【コミックウォーカー】ねこ戦

【コミックウォーカー】ねこ戦

【画像引用】http://comic-walker.com/viewer/?tw=2&dlcl=ja&cid=KDCW_KS07000009010001_68

そにしけんじ・作

知る人ぞ知る名作「猫ピッチャー」の作者が、中国の古典「三国志演義」の武将を動物になぞらえて描く四コマ漫画。ほとんどのキャラクターが猫になっているが、中には趙雲が犬、張松がネズミなど、猫以外の動物になっている武将もいます。壮大な戦いの物語も、すっかりもふもふになってます(=^・^=)

「猫ピッチャー」はプロ野球、「ねこ戦」は三国志演義。いずれも勝負、あるいは戦場といった殺伐とした世界なのですが、この人にかかるとすべてがほっこりするという、独自の世界観はさすがです。やってきた使者をペロペロなめて懐柔し、武将同士の一騎打ちはネコパンチの応酬……。馬超が馬のかぶりものをした猫というくだりに至っては、まさに吉本新喜劇の「全員ズコーッ」みたいな脱力感が襲います。それだけでなく、「美髯公(びぜんこう)」と呼ばれ、身長が2メートルあったという関羽は、超巨大なネコになっていたり……と、物語に沿った細かいディテールも凝っており、「三国志演義」のファンも十分楽しめる作り込みがされています。

本編は劉備・関羽・張飛が義兄弟の杯を交わす「桃園の誓い」から董卓登場までを描く第1話・第2話、献帝の曹操暗殺計画から袁紹・袁術の登場までを描く第34話・第35話、そして赤壁の戦いを描いた第66話以降現在までが配信されています。裏切りの猛将・呂布と劉備、曹操の死闘、孫権の父・孫堅の登場とその死、劉備が孔明を迎えた「三顧の礼」とか、三国志演義の中でも屈指の名場面は有料配信、あるいは紙媒体のコミックス収録となっていますが、こうなってくると課金したくなってしまいます…。

登場する猫は、ほとんどがブサ猫です。しかし、いかにも若い女の子が「かわいい〜」とか言ってもふもふしちゃうような、あざとい猫がいないというのが、この作者の猫キャラのいいところ、飼い猫というより、その辺をうろついている野良猫たちの集まりを想像させるところが、たまらなくいいのです。

しかし、三国志演義って何でこんなに日本人に愛されるのでしょう。吉川英治が翻案した娯楽小説の名著「三国志」とそれをコミカライズした横山光輝先生の「三国志」はいずれも大ヒット。作中のエピソードを、ビジネスの場面などになぞらえる本などもたくさんあります。サブカルチャー系でも、シミュレーションゲームの名作「三国志」をはじめ、武将を女の子キャラに翻案してエロゲーからアニメ化もされた「恋姫夢想」、こちらも武将を美少女とイケメンキャラにし、ストリートバトルを中心に展開するおっぱいバトル漫画(笑)「一騎当千」など、三国志ものは枚挙にいとまありません。原作の舞台である中国人でさえ「なぜ日本人はこんなに三国志が好きなんだ」と驚くレベルだといいます。
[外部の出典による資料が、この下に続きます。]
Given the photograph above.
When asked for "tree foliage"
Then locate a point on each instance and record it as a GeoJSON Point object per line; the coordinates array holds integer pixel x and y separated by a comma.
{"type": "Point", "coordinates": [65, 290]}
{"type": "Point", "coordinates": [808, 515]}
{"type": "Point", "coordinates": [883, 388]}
まあ、その分析を始めると長くなるので、それはビジネスサイトにでもお任せするとして、それだけ日本人が大好きな「三国志」と、これまた癒しの動物として最近再びブームが到来している猫とがコラボすれば、面白くないわけがありません。私事ですが、家から駅まで行く間にある美容院の看板猫(♀)が超かわいくて、通るごとになでています。さしづめ、三国志でいえば、董卓と呂布の離反を招いた美女・貂蝉といった器量よしなのです。あんなかわいい猫、飼ってみたいなあ……。失礼、猫大好きなので荒ぶりました。まだ93話と、四コマにしてはそれほど長くはなく、課金したとしても会社の行き帰りの電車の中ですぐに読めてしまうので、「5分でわかる三国志演義」としても楽しめ、猫好きにも、三国志好きにもおすすめです。